Of course, the usual “defenders” come forward when a story like this goes big. “I’ve owned an XL Bully for three years, and she wouldn’t hurt a fly,” etc. Quite frankly, as a nation and a society, we shouldn’t care about the example of the individual. We should look at the bigger picture of how these things affect the fabric of society.
If these dogs have a reputation for violence, and the stats prove it, who cares if you can show one good one? It’s not relevant.
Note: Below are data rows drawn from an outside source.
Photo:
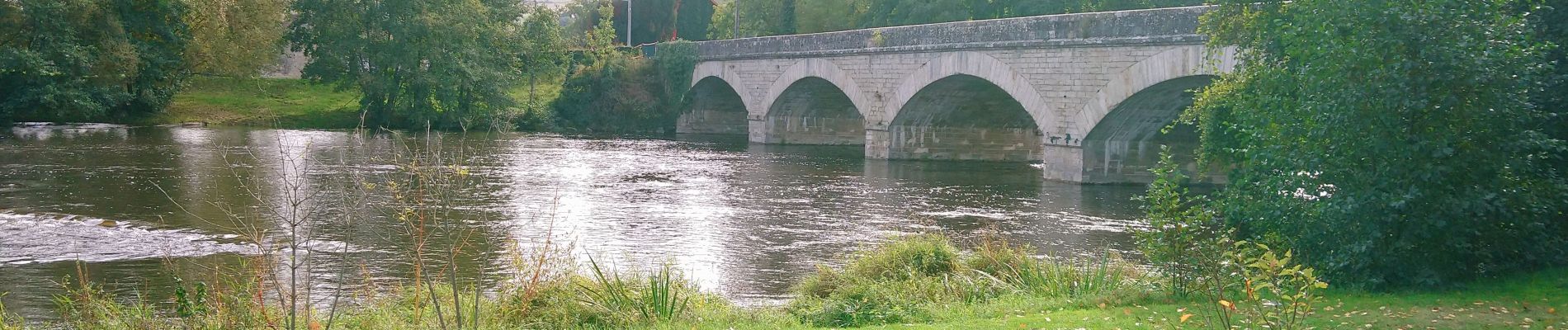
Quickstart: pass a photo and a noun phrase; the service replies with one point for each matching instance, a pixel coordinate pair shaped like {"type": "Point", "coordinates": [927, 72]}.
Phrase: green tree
{"type": "Point", "coordinates": [1388, 143]}
{"type": "Point", "coordinates": [817, 16]}
{"type": "Point", "coordinates": [692, 19]}
{"type": "Point", "coordinates": [90, 59]}
{"type": "Point", "coordinates": [235, 38]}
{"type": "Point", "coordinates": [438, 63]}
{"type": "Point", "coordinates": [543, 49]}
{"type": "Point", "coordinates": [601, 40]}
You can have all the good examples in the world, but we know these things attack kids randomly; the good examples don’t change this.
People also compare XL Bully attacks to bites from Chihuahuas, as if it’s even remotely similar.
And it’s not like these dogs can be tamed; it’s in their DNA to act like this. They can’t change. They just are. It’s not their fault; however, that doesn’t mean people should have to live in fear of them just because they’re hardwired to rip a human’s ear off rather than choosing such an action.
Long story short, these dogs are dangerous. They pose a risk to anyone who walks past them, and the cost is already too great for people living here. I think we can all agree one child savaged by one of these dogs is one child too many, especially if there is a way we can isolate the entire breed in a comprehensive, all-encompassing bracket and just ban them.
As I said before, some individual dog owners might miss out, but the benefit to society is more important than a few respective dog owners’ personal preferences. These dogs are no benefit to our community, only a hindrance.
Any sane government would have found a way to control all these dangerous dogs and put people’s safety first. It’s no good destroying the dog after it has harmed someone. The harm is already done. We need common sense rules to protect people from harm; these dogs cannot cause damage.